Soymeal: August futures exhibit relative strength to soybeans and open-interest for meal futures was of much stronger characteristic than of soybeans. So strong demand from an open-interest perspective, but price momentum had slowed. The business-cycle model suggests an important top is due this month. I think a return to $455 August would be a bearish sign, but some in the trade might argue such a price could be a buy the dip moment ahead of a summer rally.
Cotton: The recent rally for July futures met the minimum objective of 88.00 cents, but I had favored 89.00 cents. I am concerned the abrupt retracement of this week's rally is a bearish sign. If not, then the bulls need reverse this market higher now. Otherwise, it seems cotton is likely to test 84 cents. I think cotton can correct higher sometime higher this summer, but recent price action warns it might be too soon.
Cattle: In the Pro Farmer newsletter we called for higher cash prices this week and next. And this week there was some evidence of price appreciation. The August futures act strong with rising open-interest since last week alongside rising prices suggesting net-new demand. A new high for August for this year is feasible.

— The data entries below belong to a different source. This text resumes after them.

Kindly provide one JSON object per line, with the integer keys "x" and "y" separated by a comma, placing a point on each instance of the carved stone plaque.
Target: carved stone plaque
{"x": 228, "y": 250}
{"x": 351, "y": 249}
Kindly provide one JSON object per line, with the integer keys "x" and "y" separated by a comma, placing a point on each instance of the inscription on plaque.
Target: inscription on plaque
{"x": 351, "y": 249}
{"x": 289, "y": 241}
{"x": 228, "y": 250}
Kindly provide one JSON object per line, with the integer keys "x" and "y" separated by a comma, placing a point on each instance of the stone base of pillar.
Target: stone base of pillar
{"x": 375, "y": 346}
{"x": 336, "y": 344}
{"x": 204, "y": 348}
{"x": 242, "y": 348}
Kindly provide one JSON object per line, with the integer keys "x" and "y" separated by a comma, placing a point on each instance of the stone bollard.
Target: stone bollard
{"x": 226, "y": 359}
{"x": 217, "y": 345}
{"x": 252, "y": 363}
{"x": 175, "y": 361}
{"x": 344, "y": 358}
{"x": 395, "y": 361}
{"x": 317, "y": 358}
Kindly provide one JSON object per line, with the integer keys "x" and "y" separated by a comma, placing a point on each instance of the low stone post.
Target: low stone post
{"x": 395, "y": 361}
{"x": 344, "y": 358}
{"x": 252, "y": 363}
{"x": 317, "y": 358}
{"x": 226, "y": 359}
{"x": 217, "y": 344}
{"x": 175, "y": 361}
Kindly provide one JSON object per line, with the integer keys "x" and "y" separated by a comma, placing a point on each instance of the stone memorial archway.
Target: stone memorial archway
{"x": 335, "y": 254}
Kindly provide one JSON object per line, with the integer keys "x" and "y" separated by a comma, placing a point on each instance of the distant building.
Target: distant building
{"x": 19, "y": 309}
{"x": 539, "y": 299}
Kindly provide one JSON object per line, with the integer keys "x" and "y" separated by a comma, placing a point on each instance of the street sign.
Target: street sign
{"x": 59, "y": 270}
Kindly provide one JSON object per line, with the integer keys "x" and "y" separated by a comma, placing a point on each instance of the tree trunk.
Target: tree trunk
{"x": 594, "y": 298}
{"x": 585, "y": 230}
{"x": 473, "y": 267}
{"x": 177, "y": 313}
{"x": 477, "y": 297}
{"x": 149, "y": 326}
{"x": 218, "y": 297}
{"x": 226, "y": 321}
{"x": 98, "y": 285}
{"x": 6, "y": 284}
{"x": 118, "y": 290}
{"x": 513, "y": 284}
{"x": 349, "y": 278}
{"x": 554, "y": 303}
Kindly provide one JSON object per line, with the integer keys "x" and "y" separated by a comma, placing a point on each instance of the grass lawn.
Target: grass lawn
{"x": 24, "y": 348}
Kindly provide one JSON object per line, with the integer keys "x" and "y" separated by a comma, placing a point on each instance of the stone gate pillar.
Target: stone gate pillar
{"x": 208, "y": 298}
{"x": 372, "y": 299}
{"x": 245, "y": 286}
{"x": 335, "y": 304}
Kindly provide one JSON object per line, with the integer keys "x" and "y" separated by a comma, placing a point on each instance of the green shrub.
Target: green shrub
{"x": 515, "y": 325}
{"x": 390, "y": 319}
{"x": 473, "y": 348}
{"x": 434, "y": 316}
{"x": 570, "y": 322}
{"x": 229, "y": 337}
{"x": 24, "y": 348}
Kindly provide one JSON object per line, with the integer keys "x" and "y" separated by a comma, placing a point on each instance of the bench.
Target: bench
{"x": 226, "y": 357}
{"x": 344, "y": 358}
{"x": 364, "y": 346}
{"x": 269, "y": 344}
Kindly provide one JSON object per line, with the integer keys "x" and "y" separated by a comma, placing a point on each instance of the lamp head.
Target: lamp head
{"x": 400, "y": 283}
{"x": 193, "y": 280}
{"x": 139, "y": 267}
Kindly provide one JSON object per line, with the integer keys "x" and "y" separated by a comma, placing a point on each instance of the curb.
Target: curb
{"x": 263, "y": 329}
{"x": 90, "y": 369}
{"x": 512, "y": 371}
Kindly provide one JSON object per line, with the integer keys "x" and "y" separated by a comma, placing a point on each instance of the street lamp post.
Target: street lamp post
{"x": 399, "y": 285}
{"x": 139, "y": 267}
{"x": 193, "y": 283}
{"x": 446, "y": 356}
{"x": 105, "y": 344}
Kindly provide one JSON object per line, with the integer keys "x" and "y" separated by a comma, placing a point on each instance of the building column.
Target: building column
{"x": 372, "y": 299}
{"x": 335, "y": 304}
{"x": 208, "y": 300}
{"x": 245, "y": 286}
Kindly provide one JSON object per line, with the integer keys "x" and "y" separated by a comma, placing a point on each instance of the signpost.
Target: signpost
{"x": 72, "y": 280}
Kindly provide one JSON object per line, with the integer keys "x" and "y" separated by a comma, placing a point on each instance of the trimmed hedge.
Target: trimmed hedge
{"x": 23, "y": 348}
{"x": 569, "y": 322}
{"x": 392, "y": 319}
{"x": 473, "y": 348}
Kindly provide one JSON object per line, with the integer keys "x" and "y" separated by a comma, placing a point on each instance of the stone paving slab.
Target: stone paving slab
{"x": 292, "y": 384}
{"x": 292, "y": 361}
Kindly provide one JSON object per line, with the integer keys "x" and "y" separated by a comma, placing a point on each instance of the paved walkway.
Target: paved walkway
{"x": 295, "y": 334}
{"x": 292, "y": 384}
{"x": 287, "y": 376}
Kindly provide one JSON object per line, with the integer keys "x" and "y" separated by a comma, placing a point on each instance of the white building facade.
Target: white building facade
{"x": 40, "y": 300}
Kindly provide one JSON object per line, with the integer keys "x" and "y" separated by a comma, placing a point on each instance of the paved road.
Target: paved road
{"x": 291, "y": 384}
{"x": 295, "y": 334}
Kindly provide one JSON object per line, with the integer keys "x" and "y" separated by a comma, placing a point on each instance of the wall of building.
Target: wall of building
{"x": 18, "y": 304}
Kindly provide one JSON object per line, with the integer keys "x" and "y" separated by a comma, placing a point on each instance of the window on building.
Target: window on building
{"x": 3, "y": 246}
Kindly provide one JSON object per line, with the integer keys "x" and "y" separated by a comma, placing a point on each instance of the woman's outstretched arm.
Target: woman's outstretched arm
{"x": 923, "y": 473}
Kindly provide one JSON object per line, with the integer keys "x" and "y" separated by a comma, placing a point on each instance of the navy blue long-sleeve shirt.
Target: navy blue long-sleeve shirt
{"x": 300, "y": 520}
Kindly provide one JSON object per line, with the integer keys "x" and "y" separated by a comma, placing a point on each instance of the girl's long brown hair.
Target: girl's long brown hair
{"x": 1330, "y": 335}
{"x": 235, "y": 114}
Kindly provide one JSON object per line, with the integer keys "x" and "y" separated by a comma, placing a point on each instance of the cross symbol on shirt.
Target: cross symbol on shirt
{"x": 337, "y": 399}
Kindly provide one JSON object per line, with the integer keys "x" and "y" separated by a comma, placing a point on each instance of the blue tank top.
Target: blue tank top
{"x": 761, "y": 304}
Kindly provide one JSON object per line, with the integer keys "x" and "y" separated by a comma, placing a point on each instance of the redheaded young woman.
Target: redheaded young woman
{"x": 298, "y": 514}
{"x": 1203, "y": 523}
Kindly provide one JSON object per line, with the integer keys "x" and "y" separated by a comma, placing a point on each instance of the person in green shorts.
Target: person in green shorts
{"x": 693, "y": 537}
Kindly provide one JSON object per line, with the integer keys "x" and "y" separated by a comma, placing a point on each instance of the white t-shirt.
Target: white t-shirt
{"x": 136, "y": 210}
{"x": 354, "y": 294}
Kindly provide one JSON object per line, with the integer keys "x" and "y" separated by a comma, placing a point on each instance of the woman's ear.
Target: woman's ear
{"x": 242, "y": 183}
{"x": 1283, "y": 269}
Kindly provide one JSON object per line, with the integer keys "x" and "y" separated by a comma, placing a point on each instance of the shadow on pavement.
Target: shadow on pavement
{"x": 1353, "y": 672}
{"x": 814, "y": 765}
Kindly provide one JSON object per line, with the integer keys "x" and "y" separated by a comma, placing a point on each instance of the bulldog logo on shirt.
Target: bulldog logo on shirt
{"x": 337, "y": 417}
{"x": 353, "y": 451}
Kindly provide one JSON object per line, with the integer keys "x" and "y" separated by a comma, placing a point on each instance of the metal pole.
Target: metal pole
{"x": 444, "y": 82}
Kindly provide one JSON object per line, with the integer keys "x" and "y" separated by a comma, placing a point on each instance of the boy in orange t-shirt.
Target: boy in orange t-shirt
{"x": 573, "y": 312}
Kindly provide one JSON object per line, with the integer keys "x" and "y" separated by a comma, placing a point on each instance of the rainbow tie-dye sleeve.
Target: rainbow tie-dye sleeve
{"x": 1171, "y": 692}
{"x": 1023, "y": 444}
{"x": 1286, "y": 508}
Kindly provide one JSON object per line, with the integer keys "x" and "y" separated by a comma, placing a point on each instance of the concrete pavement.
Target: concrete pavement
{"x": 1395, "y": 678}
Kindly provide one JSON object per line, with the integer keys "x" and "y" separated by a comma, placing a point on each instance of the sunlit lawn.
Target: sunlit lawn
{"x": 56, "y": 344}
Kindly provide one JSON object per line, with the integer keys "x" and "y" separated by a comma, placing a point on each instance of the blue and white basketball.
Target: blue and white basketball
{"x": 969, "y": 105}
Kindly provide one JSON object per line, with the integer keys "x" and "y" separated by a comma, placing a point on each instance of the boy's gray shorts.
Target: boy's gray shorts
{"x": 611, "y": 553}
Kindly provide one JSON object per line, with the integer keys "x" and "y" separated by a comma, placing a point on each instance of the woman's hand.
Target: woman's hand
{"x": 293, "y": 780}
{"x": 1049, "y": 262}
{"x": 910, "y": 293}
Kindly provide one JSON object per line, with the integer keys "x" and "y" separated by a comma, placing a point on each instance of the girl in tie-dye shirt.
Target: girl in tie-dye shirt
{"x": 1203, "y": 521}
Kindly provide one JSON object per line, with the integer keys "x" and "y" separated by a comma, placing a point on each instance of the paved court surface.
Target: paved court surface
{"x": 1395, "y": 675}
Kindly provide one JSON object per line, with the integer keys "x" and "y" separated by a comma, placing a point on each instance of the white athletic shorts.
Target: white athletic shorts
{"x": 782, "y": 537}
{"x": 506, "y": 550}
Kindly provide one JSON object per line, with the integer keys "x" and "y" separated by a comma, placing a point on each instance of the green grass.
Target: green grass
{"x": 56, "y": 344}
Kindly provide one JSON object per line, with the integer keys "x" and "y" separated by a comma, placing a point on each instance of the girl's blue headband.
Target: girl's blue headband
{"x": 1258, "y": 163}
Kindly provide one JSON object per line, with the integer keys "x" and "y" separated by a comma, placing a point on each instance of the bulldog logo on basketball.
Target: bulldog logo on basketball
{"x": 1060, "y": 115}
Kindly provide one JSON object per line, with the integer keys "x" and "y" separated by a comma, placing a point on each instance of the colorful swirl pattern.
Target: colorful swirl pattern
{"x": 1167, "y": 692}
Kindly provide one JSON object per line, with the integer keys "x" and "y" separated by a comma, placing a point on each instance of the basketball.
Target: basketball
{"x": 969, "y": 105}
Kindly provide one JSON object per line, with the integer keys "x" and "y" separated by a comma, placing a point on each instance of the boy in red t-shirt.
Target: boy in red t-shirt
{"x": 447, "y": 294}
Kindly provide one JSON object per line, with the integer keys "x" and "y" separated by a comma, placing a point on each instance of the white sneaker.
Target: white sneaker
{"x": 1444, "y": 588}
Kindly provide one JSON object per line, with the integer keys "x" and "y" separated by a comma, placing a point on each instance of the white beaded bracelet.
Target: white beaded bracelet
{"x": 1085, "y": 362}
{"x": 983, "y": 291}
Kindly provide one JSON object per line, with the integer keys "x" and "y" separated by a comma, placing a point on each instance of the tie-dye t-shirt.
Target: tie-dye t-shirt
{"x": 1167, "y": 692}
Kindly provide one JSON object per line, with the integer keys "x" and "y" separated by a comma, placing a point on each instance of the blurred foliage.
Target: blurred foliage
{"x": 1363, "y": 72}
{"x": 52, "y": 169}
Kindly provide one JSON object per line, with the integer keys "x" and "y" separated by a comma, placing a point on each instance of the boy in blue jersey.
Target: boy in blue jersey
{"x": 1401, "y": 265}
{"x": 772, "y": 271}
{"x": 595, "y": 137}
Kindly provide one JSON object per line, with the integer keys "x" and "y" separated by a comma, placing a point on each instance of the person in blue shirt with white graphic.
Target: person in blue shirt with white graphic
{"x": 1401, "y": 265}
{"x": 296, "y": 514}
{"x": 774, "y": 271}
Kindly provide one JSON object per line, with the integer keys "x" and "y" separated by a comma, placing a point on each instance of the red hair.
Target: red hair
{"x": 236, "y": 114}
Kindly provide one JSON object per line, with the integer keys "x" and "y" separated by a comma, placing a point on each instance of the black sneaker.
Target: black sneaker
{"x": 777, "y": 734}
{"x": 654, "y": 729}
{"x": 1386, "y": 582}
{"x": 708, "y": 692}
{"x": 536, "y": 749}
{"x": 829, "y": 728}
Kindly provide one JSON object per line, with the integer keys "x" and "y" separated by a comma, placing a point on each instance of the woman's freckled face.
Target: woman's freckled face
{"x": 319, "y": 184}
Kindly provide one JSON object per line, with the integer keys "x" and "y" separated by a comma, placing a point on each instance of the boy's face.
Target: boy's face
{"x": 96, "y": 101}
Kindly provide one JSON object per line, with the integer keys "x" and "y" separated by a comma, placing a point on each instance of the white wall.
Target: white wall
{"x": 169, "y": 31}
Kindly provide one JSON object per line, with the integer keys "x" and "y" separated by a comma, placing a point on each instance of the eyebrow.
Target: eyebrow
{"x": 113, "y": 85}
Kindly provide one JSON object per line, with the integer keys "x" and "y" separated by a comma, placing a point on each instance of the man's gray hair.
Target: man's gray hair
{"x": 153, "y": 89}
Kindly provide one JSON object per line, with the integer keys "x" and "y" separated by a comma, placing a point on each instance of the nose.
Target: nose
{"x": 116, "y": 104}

Hogs: There is discussion that supply is to become tighter later this summer and due to the hog disease impact. But open-interest for futures is trending down and well off its February high suggesting traders continue leave this market. And volume was in a quiet sideways range since mid-May. The price trend of August futures is up from a low made in April and the business-cycle model does offer a chance for continued rally. But trade under $123.72 1/2 for the August contract should be a caution flag for those of a bullish mindset.
Milk: September milk futures stall as allowed and may even correct this month, but the business-cycle model offers higher prices later this summer. Strong demand counters modest rise in milk production. Major support for September moved up to nearly $20.00.